レースは、向こう正面ポケット地点からスタート。最内枠のフィランソロフィー、ビービーアーガスが立ち後れる中、ダッシュよく7番人気のシーズアウーマンが先手を奪い、4番人気のネスターがその直後に付ける。人気のリンダリンダは3番手、外目から6番人気のシュネルバレイという体勢で3コーナーを回る。3~4コーナー中間地点で早くもネスターが仕掛け、先頭へ踊り出ると、直後にいたシュネルバレイもつづき、直線へ。外目を回ってきたリンダリンダが先に抜け出した馬たちに襲いかかり、粘るネスターに2馬身差をつけ重賞初勝利を飾った。勝ち時計は1:14:9(良)2着には4番人気のネスター、さらに2 1/2馬身差の3着に直線猛然と追い込んできたナイスヴィグラスが入った。
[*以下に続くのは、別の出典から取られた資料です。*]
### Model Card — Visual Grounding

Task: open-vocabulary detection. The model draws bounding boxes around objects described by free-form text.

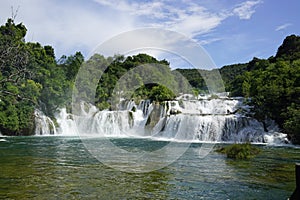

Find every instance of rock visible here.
[170,108,182,115]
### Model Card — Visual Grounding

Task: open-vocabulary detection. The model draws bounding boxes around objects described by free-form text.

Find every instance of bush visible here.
[216,143,261,159]
[149,85,176,102]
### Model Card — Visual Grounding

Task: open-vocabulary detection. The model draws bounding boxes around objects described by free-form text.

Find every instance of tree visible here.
[0,18,84,135]
[94,53,177,110]
[284,103,300,143]
[276,34,300,61]
[149,85,176,102]
[0,19,41,135]
[0,18,30,101]
[220,35,300,143]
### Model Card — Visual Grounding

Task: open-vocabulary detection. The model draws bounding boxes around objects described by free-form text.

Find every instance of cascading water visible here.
[55,108,78,136]
[34,97,289,144]
[34,109,56,135]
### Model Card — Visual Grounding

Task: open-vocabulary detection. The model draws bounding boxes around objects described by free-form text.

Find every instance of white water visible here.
[34,97,289,144]
[34,109,56,135]
[55,108,78,136]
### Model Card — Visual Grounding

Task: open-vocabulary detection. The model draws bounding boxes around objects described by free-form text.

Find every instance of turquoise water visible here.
[0,136,299,199]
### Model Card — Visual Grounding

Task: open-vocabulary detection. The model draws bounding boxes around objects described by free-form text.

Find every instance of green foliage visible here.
[0,18,83,135]
[174,68,225,94]
[276,34,300,61]
[192,89,199,99]
[149,85,176,102]
[175,69,207,92]
[95,53,177,110]
[219,63,248,95]
[283,103,300,143]
[223,35,300,144]
[0,19,35,135]
[239,59,300,138]
[74,53,109,104]
[217,143,261,159]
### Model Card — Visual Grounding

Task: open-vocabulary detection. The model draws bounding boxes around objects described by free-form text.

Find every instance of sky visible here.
[0,0,299,68]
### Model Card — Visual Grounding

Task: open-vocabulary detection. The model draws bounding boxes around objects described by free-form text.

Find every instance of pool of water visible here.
[0,136,299,199]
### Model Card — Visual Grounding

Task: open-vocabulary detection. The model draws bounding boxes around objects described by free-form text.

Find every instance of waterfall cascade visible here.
[34,96,289,144]
[34,109,56,135]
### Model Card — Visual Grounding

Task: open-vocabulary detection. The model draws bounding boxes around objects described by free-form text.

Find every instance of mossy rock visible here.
[216,143,261,159]
[131,106,136,112]
[170,108,182,115]
[208,94,219,100]
[128,111,134,128]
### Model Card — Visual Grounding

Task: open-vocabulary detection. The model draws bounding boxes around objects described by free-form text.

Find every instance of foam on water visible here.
[35,97,289,144]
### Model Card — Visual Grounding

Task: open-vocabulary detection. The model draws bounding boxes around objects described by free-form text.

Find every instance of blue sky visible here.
[0,0,299,68]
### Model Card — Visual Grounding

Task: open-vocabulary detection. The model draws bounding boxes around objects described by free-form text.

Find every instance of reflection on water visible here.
[0,136,299,199]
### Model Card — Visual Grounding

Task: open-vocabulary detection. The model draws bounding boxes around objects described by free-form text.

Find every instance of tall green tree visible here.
[0,18,84,135]
[0,19,42,135]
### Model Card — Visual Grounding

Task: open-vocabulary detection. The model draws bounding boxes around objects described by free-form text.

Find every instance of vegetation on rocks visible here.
[216,143,261,159]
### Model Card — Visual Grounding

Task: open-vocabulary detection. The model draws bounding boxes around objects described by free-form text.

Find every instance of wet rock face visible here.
[0,126,35,136]
[145,103,164,133]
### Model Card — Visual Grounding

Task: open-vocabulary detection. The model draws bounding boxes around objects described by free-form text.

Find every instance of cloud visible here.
[93,0,167,18]
[199,37,223,45]
[93,0,226,38]
[275,23,292,31]
[233,0,262,20]
[94,28,217,70]
[93,0,263,38]
[0,0,135,58]
[0,0,264,61]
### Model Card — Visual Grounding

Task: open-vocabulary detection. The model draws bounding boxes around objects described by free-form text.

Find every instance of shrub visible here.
[216,143,261,159]
[149,85,176,102]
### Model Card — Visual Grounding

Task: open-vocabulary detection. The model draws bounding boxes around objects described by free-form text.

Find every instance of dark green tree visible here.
[149,85,176,102]
[0,18,84,135]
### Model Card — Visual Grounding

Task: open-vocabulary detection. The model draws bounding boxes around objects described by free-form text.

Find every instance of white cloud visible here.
[0,0,264,60]
[93,0,226,38]
[233,0,262,20]
[94,28,217,70]
[199,37,223,45]
[93,0,263,37]
[93,0,166,18]
[0,0,135,58]
[275,23,292,31]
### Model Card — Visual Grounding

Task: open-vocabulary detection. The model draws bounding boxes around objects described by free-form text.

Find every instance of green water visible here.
[0,136,299,199]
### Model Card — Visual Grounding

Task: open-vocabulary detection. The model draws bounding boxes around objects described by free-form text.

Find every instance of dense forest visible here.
[178,35,300,143]
[94,54,179,110]
[0,19,83,135]
[0,19,299,144]
[223,36,300,143]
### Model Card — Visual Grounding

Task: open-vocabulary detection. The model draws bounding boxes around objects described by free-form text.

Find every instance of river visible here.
[0,136,299,199]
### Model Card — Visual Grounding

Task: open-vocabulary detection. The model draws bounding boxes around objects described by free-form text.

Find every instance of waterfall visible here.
[154,115,225,141]
[138,100,152,116]
[55,108,78,136]
[180,98,242,114]
[119,99,135,111]
[34,109,56,135]
[34,97,289,144]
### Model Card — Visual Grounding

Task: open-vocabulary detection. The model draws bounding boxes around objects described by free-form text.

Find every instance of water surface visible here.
[0,136,299,199]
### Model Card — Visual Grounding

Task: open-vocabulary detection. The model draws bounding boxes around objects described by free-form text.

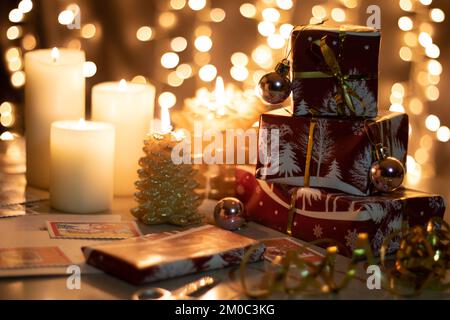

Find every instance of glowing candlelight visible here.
[51,47,60,63]
[160,106,173,135]
[118,79,127,91]
[214,76,227,116]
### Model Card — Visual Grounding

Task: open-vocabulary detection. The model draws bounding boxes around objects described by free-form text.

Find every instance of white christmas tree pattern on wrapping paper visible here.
[363,203,388,224]
[349,145,372,191]
[295,100,309,116]
[279,143,302,177]
[298,119,334,177]
[326,159,342,180]
[347,68,376,117]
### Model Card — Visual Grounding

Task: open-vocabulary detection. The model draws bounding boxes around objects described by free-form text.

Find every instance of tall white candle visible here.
[25,48,85,189]
[50,120,115,214]
[91,80,155,196]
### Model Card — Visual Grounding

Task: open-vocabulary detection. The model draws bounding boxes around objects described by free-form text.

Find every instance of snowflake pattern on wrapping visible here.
[428,196,443,209]
[344,229,359,251]
[313,224,323,239]
[352,121,366,136]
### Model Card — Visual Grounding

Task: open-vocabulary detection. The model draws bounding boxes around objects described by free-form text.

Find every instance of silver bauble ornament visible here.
[369,144,405,193]
[258,59,291,105]
[214,197,245,231]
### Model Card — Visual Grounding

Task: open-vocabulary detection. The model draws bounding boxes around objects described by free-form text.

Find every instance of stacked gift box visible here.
[236,24,446,256]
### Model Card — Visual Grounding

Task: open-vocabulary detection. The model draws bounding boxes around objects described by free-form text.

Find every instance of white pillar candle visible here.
[25,48,85,189]
[91,80,155,196]
[50,120,115,214]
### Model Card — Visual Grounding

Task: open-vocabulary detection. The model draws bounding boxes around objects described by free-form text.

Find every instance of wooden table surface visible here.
[0,138,449,300]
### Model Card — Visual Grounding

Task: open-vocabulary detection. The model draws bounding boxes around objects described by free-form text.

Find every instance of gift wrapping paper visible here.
[83,225,265,285]
[291,24,381,118]
[238,166,446,257]
[256,108,409,196]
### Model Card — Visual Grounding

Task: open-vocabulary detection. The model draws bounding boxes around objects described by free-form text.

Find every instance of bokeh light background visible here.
[0,0,449,203]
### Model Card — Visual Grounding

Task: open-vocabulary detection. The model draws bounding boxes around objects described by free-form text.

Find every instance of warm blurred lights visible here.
[83,61,97,78]
[194,52,211,65]
[188,0,206,11]
[18,0,33,13]
[425,44,440,58]
[437,126,450,142]
[341,0,358,9]
[198,64,217,82]
[136,26,153,42]
[58,10,75,25]
[194,35,212,52]
[389,104,405,113]
[240,3,257,18]
[161,52,179,69]
[22,34,37,50]
[6,48,20,61]
[425,85,439,101]
[0,131,14,141]
[399,0,413,11]
[159,12,177,28]
[430,8,445,23]
[331,8,346,22]
[210,8,226,22]
[415,148,429,164]
[276,0,293,10]
[231,52,249,66]
[404,32,417,47]
[418,32,432,47]
[176,64,193,79]
[168,72,183,87]
[252,45,272,66]
[7,26,22,40]
[230,66,249,81]
[0,102,13,114]
[158,92,177,109]
[409,98,424,115]
[312,5,327,19]
[132,75,147,84]
[280,23,294,39]
[428,60,442,75]
[9,9,24,23]
[81,24,97,39]
[0,113,14,127]
[398,16,413,31]
[425,114,440,132]
[171,37,188,52]
[399,46,413,61]
[258,21,276,37]
[170,0,186,10]
[195,25,212,37]
[267,34,285,49]
[262,8,280,22]
[419,0,432,6]
[11,71,25,87]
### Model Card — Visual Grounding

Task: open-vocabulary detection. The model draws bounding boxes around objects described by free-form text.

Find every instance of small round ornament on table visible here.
[214,197,246,231]
[370,144,405,193]
[258,59,291,105]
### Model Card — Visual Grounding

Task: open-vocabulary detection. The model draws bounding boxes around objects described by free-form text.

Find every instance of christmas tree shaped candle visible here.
[131,105,202,226]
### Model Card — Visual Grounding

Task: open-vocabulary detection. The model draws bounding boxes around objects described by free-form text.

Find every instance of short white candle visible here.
[50,120,115,214]
[91,80,155,196]
[25,48,85,189]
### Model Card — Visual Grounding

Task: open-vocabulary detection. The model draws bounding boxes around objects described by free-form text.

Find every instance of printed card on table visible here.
[0,246,72,269]
[46,221,142,240]
[262,238,324,264]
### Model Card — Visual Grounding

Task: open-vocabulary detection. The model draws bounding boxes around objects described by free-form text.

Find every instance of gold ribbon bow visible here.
[294,30,376,116]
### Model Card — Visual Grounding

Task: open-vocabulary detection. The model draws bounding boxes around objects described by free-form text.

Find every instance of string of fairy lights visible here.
[0,0,447,185]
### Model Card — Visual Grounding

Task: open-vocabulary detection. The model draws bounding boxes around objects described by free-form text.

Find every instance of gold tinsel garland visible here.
[240,217,450,298]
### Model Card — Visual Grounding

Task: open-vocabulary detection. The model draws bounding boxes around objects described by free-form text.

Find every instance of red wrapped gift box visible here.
[256,108,408,196]
[237,166,446,256]
[291,24,381,118]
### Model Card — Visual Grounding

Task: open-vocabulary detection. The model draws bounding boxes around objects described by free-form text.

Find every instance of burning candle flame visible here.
[51,47,60,63]
[118,79,127,91]
[160,106,172,135]
[215,76,227,116]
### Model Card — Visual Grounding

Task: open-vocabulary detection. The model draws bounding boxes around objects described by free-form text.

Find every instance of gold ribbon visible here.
[293,30,376,116]
[286,118,317,235]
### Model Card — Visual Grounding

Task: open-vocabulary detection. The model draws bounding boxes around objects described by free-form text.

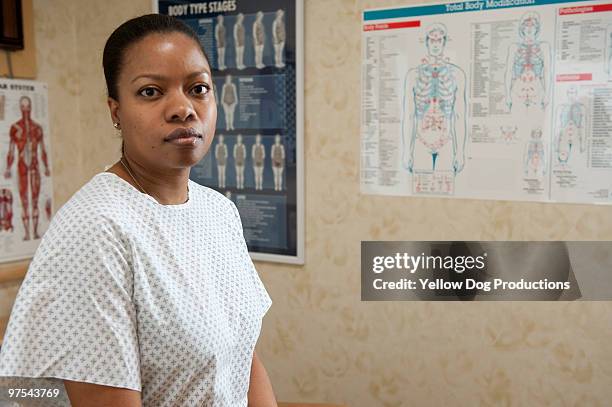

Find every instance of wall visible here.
[0,0,82,344]
[2,0,612,406]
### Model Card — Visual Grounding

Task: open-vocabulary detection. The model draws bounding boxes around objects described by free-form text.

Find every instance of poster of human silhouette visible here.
[155,0,304,263]
[361,0,612,205]
[0,79,53,263]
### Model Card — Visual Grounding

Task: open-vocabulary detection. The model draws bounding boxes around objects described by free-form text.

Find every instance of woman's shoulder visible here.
[53,172,135,226]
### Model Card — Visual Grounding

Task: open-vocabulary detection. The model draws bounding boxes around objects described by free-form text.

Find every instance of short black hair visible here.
[103,13,209,100]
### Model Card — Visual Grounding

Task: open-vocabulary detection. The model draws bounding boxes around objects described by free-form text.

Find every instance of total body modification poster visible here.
[361,0,612,204]
[155,0,304,263]
[0,79,53,263]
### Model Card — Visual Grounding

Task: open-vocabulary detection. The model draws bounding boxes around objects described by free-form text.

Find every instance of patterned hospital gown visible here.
[0,172,272,406]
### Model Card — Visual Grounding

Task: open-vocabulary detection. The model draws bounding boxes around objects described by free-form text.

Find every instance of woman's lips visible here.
[164,127,203,146]
[166,136,200,146]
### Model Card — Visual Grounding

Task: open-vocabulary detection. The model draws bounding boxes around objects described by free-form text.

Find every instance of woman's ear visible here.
[107,97,120,125]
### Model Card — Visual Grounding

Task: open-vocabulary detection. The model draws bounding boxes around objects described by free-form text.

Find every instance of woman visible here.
[0,14,276,407]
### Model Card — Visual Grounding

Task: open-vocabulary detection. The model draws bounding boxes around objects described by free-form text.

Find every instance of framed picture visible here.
[0,79,53,264]
[154,0,304,264]
[0,0,24,50]
[361,0,612,205]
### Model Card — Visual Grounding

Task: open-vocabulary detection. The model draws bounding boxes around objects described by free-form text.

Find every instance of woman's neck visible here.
[109,158,190,205]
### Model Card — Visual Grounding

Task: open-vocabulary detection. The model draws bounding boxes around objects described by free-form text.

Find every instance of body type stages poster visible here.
[156,0,304,263]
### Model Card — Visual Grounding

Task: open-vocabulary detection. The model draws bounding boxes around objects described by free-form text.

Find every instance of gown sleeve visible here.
[0,207,141,393]
[228,201,273,317]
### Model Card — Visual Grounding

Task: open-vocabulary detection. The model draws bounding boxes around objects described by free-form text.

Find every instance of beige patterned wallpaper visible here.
[2,0,612,406]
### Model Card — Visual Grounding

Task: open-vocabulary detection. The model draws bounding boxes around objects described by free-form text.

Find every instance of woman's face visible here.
[109,32,216,172]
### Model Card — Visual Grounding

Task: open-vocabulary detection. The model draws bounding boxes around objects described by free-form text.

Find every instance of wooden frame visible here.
[0,0,24,50]
[0,260,28,284]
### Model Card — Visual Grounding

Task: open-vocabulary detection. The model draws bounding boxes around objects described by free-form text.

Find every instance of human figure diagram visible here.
[215,134,228,188]
[524,128,546,177]
[215,15,227,71]
[555,87,586,165]
[272,9,286,68]
[252,134,265,190]
[401,23,467,175]
[271,134,285,191]
[233,134,246,189]
[505,12,551,111]
[0,188,13,232]
[221,75,238,131]
[234,13,246,70]
[253,11,266,69]
[4,96,51,240]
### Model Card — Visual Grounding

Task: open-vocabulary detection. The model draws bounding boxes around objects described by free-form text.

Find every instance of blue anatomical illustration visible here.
[505,12,551,111]
[555,86,586,165]
[402,23,467,175]
[524,128,547,177]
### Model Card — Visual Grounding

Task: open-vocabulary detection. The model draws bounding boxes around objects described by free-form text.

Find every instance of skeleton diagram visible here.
[215,15,227,71]
[523,128,546,177]
[215,134,228,188]
[401,23,467,175]
[234,13,246,70]
[0,189,13,232]
[221,75,238,131]
[253,11,266,69]
[252,134,265,190]
[271,134,285,191]
[554,87,586,165]
[505,12,551,111]
[233,134,246,189]
[272,9,286,68]
[4,96,50,240]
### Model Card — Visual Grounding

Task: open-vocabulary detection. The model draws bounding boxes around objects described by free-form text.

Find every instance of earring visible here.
[113,122,121,130]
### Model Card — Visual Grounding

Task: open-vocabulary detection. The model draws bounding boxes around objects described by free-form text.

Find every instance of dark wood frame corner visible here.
[0,260,29,284]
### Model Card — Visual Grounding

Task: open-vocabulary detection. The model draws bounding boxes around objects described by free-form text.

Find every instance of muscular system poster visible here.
[0,79,53,263]
[155,0,304,264]
[361,0,612,204]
騎乗したのは、栄冠賞(H2)につづき今季重賞2勝目となった桑村真明騎手。「自厩舎のシーズアウーマンはゲート出が早く、ハナを取るだろうと思ってましたから、シーズアウーマンを見ながら落ち着いてレースができました。道中も周りに馬がいなかったし、ストレスがかからない状態で直線まで行けたのが勝因だったのかもしれません。中央で2戦して、揉まれる競馬を経験してきた結果、今日は砂をかけられても怯むことなく最後は突き抜けてくれました」と話し、結果は残せなかったものの、遠征によって成長を遂げたようだ。
また、管理する角川秀樹調教師は「中央の芝レースを2回使って結果が出せず、負け癖がついてなければいいなと心配はありましたが、地元のダートに戻ればこのようなレースが出来、それがわかったことが勝った以上の収穫でしたね。距離はもっと長くても対応できるでしょうし、今後はエーデルワイス賞(Jpn3)はもちろん川崎のローレル賞なども視野に入ってきますね」と声を弾ませた。
リンダリンダは父フレンチデピュティ、母クリムゾンルージュ、母の父エンドスウィープという血統の2歳牝馬。登別のユートピア牧場の生産馬で、母クリムゾンルージュは南関東で3勝、マリーンC(Jpn3) 2着という実績を持つ。同じくホッカイドウ競馬角川秀樹厩舎所属の全姉ルージュロワイヤルはヒダカソウC(H3)を制しており、今後の活躍が期待される姉妹だ。